Checkpoint and Flush: What Your Database Does Before It Can Rest

A checkpoint is not a pause — it is the database settling its accounts. Everything written to the buffer cache since the last checkpoint must be flushed to disk so that crash recovery has a known starting point. Getting checkpoint timing wrong turns a 30-second restart into a 20-minute recovery.

Situation

PostgreSQL and most other ACID databases use checkpoints to bound crash recovery time. Between checkpoints, the database accumulates dirty pages in the buffer cache — pages that have been modified in memory but not yet written to their data files on disk. At a checkpoint, all dirty pages are flushed.

After a crash, the database only needs to replay WAL records that were written after the last successful checkpoint. If checkpoints are frequent, less WAL needs to be replayed. If checkpoints are infrequent, recovery takes longer.

The Problem

Engineers often observe I/O spikes on their database hosts that correlate with checkpoint activity and assume something is wrong. The database is not misbehaving — it is doing its job. But poorly tuned checkpoints create two distinct problems: if too frequent, the database constantly flushes dirty pages and saturates I/O; if too infrequent, crash recovery takes too long and dirty pages accumulate in the buffer cache past useful limits.

What is actually happening during a checkpoint, and what parameters control it?

What a Checkpoint Does

When PostgreSQL triggers a checkpoint, it:

Records the current WAL position as the checkpoint LSN.
Identifies all dirty pages in the shared buffer cache.
Writes those pages to their data files on disk, spread across the checkpoint interval.
Flushes the WAL up to the checkpoint LSN.
Updates pg_control to record the checkpoint as complete.

The spreading is controlled by checkpoint_completion_target (default: 0.9), which tells PostgreSQL to spread dirty page writes over 90% of the checkpoint interval.

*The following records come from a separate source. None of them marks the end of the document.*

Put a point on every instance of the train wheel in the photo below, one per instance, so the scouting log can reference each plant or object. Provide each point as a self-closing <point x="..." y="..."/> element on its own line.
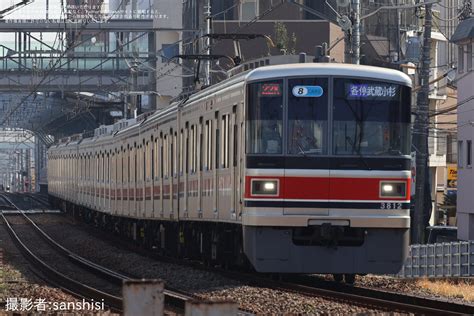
<point x="338" y="277"/>
<point x="349" y="278"/>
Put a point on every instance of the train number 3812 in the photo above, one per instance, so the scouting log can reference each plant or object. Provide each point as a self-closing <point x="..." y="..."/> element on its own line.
<point x="390" y="206"/>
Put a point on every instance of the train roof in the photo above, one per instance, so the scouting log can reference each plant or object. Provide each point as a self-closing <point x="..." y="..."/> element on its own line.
<point x="328" y="69"/>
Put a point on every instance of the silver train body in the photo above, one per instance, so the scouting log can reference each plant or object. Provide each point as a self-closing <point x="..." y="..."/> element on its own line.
<point x="335" y="200"/>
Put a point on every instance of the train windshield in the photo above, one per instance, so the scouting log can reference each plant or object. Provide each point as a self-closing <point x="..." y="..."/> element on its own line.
<point x="370" y="118"/>
<point x="265" y="117"/>
<point x="307" y="116"/>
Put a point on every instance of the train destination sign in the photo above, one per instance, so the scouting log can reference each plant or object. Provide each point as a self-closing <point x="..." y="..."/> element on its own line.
<point x="307" y="91"/>
<point x="372" y="91"/>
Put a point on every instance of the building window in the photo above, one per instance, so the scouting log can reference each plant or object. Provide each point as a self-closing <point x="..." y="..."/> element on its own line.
<point x="460" y="154"/>
<point x="460" y="59"/>
<point x="469" y="56"/>
<point x="168" y="51"/>
<point x="248" y="9"/>
<point x="469" y="153"/>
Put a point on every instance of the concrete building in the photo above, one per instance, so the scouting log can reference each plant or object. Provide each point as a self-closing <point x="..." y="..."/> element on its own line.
<point x="303" y="31"/>
<point x="464" y="38"/>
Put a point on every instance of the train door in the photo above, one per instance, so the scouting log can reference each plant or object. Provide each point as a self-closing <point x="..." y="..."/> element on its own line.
<point x="235" y="162"/>
<point x="225" y="181"/>
<point x="157" y="201"/>
<point x="127" y="182"/>
<point x="200" y="166"/>
<point x="167" y="174"/>
<point x="307" y="117"/>
<point x="217" y="172"/>
<point x="148" y="161"/>
<point x="174" y="177"/>
<point x="139" y="182"/>
<point x="207" y="172"/>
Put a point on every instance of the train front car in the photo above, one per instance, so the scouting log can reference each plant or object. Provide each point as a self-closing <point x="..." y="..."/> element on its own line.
<point x="327" y="177"/>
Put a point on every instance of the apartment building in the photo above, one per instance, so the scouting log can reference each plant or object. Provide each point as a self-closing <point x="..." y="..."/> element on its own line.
<point x="464" y="38"/>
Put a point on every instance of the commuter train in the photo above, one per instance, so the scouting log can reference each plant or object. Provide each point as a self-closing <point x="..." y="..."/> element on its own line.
<point x="295" y="168"/>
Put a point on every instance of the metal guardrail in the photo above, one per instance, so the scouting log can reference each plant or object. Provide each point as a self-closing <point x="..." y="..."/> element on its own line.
<point x="454" y="259"/>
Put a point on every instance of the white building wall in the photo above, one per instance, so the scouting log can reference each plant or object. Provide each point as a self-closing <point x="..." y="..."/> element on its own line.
<point x="465" y="203"/>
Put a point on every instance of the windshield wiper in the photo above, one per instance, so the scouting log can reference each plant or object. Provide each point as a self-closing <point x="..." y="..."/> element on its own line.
<point x="357" y="150"/>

This prevents a large I/O burst at the start of each checkpoint.

-- See checkpoint activity since last restart
SELECT checkpoints_timed, checkpoints_req,
       buffers_checkpoint, buffers_clean, buffers_backend,
       checkpoint_write_time, checkpoint_sync_time
FROM pg_stat_bgwriter;

-- checkpoints_req being high means checkpoints are being forced by WAL volume,
-- not by time — usually means max_wal_size is too small

checkpoints_req being significantly higher than checkpoints_timed is a signal that max_wal_size is too small and the database is triggering emergency checkpoints to prevent WAL from exceeding the limit.

In Practice

PostgreSQL’s documented guidance is that checkpoint_timeout should be long enough that checkpoint I/O does not saturate the storage system, but short enough that recovery after a crash completes within the acceptable window. The relationship: worst-case recovery time ≈ checkpoint_timeout × write throughput. For a database writing 500MB/min of WAL with a 10-minute checkpoint timeout, recovery could replay up to 5GB of WAL.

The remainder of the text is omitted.